A nurse in an emergency department is assessing a client who has a personality disorder and reports that they recently used illicit drugs. Which of the following screening tools should the nurse use to determine if the client has recently used an illicit substance? A. Eysenick Personality Inventory B. Toxicology test C. Minnesota Multiphasic Personality Inventory (MMPI) D. Personality Diagnostic Questionnaire
B. Toxicology test The nurse should identify that the Minnesota Multiphasic Personality Inventory (MMPI), the Eysenick Personality Inventory, and the Personality Diagnostic Questionnaire are the instruments used to diagnose personality disorders. Toxicology tests are used to evaluate for substance use.
A nurse is caring for a client who is experiencing excessive anxiety and worry in response to a variety of circumstances, and is unable to control their sense of worry. The nurse should identity that these manifestations indicate which of the following? A. Panic disorder B. Agoraphobia C. Generalized anxiety disorder D. Separation anxiety disorder
C. Generalized anxiety disorder The nurse should identify that these manifestations indicate generalized anxiety disorder. Generalized anxiety disorder involves experiencing excessive anxiety and worry in response to situations and circumstances, and the inability to control the sense of worry.
A nurse is teaching a group of newly licensed nurses about developments in other areas of study that led to improvements in public health. The nurse should include that the Shattuck Report brought about changes in which of the following areas?
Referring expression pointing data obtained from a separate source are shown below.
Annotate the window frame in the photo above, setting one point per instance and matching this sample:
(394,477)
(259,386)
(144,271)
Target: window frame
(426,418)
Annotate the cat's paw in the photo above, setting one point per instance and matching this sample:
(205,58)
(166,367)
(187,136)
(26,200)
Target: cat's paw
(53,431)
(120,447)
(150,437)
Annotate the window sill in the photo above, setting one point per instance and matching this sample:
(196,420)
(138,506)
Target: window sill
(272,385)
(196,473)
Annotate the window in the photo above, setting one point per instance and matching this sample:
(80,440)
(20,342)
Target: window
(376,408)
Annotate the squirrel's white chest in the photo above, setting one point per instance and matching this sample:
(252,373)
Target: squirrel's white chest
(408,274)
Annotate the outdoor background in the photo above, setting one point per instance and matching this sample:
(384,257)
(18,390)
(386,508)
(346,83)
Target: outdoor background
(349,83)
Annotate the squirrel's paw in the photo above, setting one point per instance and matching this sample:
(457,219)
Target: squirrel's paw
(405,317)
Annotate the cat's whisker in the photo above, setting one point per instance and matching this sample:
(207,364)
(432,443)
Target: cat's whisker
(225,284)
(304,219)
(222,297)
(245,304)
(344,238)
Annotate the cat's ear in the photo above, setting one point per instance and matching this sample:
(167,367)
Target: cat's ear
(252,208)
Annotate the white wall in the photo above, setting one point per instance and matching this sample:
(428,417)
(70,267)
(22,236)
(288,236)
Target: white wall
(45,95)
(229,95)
A. Prison health care reform B. Care of the mentally ill C. Public sanitation D. Working conditions
C. Public sanitation The Shattuck Report, based on a sanitation study conducted by Lemuel Shattuck, concluded that many diseases occurring in America were the result of poor sanitation standards. The results of this study laid the foundation for many public health initiatives that led to improvements in public health, improved public sanitation, and an increased life expectancy for American citizens.
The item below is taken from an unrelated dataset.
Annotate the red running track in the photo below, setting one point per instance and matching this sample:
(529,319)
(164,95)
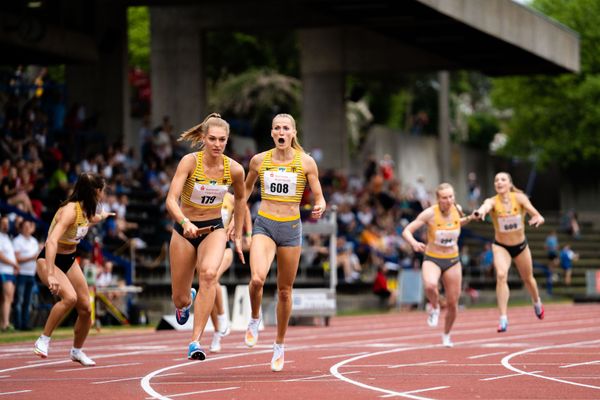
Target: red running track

A nurse is caring for a client who states, "I have no interest in sexual activity or finding a partner." The nurse should identify that this statement is consistent with which of the following personality disorders? A. Schizotypal personality disorder B. Antisocial personality disorder C. Paranoid personality disorder D. Schizoid personality disorder
D. Schizoid personality disorder The nurse should identify that schizoid personality disorder is characterized by a desire to be alone and disinterest in intimate, social, or meaningful relationships.
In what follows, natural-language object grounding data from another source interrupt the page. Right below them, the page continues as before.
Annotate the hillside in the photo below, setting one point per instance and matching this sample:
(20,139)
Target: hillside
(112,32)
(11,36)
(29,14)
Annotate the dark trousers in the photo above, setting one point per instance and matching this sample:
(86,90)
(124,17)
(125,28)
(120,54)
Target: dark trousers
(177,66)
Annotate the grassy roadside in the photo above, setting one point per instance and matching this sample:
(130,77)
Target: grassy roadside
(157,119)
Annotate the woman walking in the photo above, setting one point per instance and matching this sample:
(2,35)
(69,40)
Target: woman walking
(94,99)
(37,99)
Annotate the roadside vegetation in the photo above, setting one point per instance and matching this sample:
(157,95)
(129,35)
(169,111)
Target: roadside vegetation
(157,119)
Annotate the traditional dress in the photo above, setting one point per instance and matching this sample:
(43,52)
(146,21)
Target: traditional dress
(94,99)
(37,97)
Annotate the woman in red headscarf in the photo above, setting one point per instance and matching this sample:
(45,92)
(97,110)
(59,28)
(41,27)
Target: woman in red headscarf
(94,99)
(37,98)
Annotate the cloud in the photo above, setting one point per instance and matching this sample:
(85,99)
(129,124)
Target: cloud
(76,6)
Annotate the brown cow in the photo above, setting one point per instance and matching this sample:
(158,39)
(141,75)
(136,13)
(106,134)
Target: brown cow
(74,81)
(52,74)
A nurse is caring for a child whose guardians report that the child is consistently unable to speak during class and other social situations. The nurse should identify that the child is experiencing which of the following anxiety disorders? A. Agoraphobia B. Separation anxiety disorder C. Generalized anxiety disorder D. Selective mutism
D. Selective mutism The nurse should identify that the child is experiencing selective mutism. Clients who have selective mutism demonstrate consistent failure to speak in specific social situations.